Measure your waist. Know what the number is. If it’s high, talk to your doctor about what it means for you. A large waist may not always signal visceral fat, and being slim doesn’t always mean you have no worries. But if your doctors says your number puts you at risk, take steps to reduce it.

Pay attention to your lab tests. Look at your bloodwork. Your health care provider can help you understand your blood sugar numbers and any changes you see in them over time. You can have insulin resistance or diabetes even if your blood sugar is still in the normal range.

Decrease your sugar intake. “There are no essential sugars or carbs,” Anderson said. Your body can make sugar (glucose) from scratch to feed those few cells in the body that actually need it. Cut back on refined sugar. Then reduce your intake of carbohydrates that turn into sugar as soon as you eat them, like breads, pasta, rice and potatoes.

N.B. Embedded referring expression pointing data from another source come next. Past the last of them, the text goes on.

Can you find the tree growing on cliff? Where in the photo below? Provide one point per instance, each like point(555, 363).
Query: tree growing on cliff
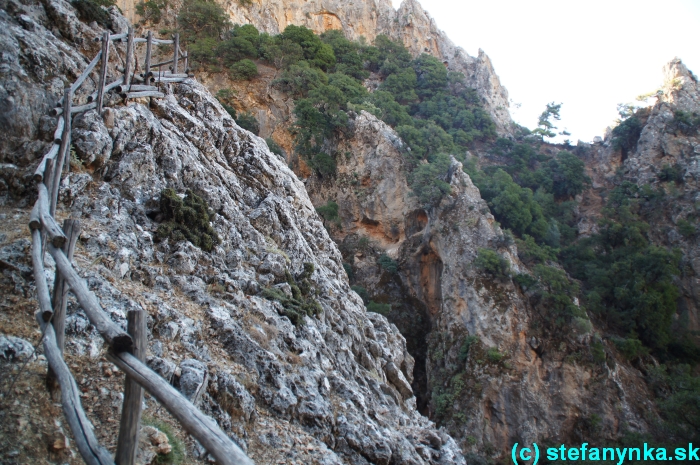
point(199, 19)
point(545, 127)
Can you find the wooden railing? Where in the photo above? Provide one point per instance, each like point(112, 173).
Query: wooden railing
point(126, 349)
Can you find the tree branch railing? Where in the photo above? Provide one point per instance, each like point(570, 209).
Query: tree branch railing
point(127, 349)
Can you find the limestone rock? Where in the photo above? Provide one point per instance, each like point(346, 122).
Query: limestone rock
point(193, 379)
point(14, 348)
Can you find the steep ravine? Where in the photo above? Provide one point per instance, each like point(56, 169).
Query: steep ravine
point(333, 389)
point(541, 387)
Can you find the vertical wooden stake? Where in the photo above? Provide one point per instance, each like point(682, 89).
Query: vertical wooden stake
point(176, 56)
point(147, 66)
point(71, 228)
point(129, 57)
point(103, 72)
point(128, 442)
point(62, 151)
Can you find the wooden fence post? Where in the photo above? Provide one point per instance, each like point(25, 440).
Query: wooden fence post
point(147, 65)
point(103, 72)
point(187, 60)
point(176, 55)
point(65, 147)
point(71, 228)
point(128, 442)
point(129, 56)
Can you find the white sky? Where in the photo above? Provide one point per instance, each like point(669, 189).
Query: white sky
point(589, 55)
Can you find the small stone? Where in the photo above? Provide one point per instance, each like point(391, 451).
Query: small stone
point(108, 114)
point(60, 442)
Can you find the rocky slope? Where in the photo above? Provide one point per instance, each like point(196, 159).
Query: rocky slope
point(369, 18)
point(334, 389)
point(664, 143)
point(518, 382)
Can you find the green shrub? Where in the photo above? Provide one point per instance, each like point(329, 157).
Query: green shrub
point(300, 78)
point(186, 219)
point(582, 325)
point(302, 303)
point(671, 174)
point(200, 19)
point(152, 10)
point(568, 175)
point(686, 228)
point(626, 135)
point(598, 351)
point(686, 122)
point(531, 253)
point(243, 70)
point(631, 347)
point(492, 263)
point(494, 355)
point(442, 402)
point(362, 292)
point(329, 212)
point(679, 391)
point(428, 183)
point(324, 164)
point(274, 147)
point(92, 10)
point(248, 122)
point(466, 345)
point(388, 263)
point(376, 307)
point(556, 292)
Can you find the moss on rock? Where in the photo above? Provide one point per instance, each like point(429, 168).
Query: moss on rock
point(187, 219)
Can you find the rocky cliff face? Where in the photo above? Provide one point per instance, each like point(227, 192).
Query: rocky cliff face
point(665, 142)
point(369, 18)
point(334, 389)
point(516, 381)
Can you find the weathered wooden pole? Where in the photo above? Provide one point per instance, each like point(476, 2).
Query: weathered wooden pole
point(103, 72)
point(129, 57)
point(176, 55)
point(71, 228)
point(149, 44)
point(128, 442)
point(187, 60)
point(62, 151)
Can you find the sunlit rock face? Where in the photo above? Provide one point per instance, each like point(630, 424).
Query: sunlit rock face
point(664, 142)
point(335, 388)
point(367, 19)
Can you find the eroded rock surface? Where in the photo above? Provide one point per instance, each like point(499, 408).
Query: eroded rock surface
point(270, 384)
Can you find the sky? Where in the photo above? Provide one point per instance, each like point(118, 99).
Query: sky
point(588, 55)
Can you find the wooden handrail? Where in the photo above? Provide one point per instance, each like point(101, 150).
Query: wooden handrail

Read food labels and become aware of “hidden sugars.” Become familiar with all the words that mean sugar so you can avoid these foods. Cutting back can be hard at first, but the less sugar you eat, the less you crave.

Look for whole foods and natural foods. Healthy, natural fats and protein will make you feel full much longer and will decrease blood sugar highs and lows. You won’t feel the need to snack as much.

Step up your exercise. Since you’re aiming for a lifestyle change, rather than just trying a new diet, regular exercise is essential.

Talk to your doctor. Your doctor can help you safely start to make healthy lifestyle changes to reduce visceral fat.